The client acknowledges the current limitations of LLMs in returning responses from queries across multiple documents, especially given current token limits and processing cost restrictions. A developer is sought that can leverage techniques to embed metadata in the text, allowing techniques such as RAG to extract snippets of data from multiple documents relating to the query and collate them into a response to the user, while adhering to token limits.
Objective
Develop an automated semantic text analysis pipeline that processes and analyses textual data extracted from documents using Llama2. This pipeline enriches text with metadata for deeper insights and enables semantic search capabilities through a user-friendly interface. This stage of the project is for a MVP system, leveraging AWS services such as Textract for text extraction, a text categorising stage with a simple to use GUI, all-mpnet-base-v2 for embedding, and Postgres with a vector extension.

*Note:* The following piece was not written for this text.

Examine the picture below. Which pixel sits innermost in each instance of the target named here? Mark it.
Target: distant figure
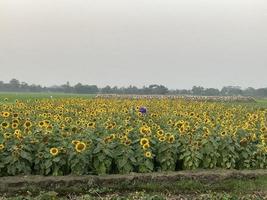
(143, 110)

This job posting is for the MPV stage only, but we must be mindful of the stage two development and facilitate rapid and straightforward scalability in any stage one MPV processes.
System Overview
The solution encompasses AWS services for storage and processing, a custom interface for metadata enrichment, all-mpnet-base-v2 for generating text embeddings, Postgres and a vector extension for efficient storage and retrieval of vectors, and a custom-built web interface for user interaction. RAG will be implemented with a broad a context as possible to the model across a large document set.
Phase 1: MVP Stage
1. Document Storage and Processing Trigger
Tool: Amazon S3.
Process: Upload documents (PDFs initially) to designated S3 buckets, documents will be renamed in accordance with a set naming convention and details of the document entered into the database. This triggers the subsequent text extraction process. For test purposes the uploads will be made manually, and at later stages a web scraper will be added that automatically places PDF documents into relevant S3 buckets.
2. Text Extraction
- Tool: AWS Textract.
- Process: Text is extracted from uploaded PDF documents and temporarily stored in A3 buckets to facilitate further processing.
3. Text Enrichment
Developer to advise on best method of adding labels / categories to the text, via an easy to use interface. Labels to be added at a granular level to allow the return of text snippets from within the chunks of data, but with relevant metadata. The purpose of this is to provide context to the LLM in formulating responses from a broad range of documents without exceeding the token limit.
4. Text Vectorization
• Embedding tool: all-mpnet-base-v2
• LLM: Amazon SageMaker (using LLaMA 2).
Process: The text is processed with LLaMA 2 to generate vector embeddings, capturing semantic information for advanced analysis and search functionalities.
5. Vector Storage
Tool: Postgres with a vector extension
Process: Text vectors are stored in the database, allowing for efficient management and retrieval of vectorized data for semantic searches.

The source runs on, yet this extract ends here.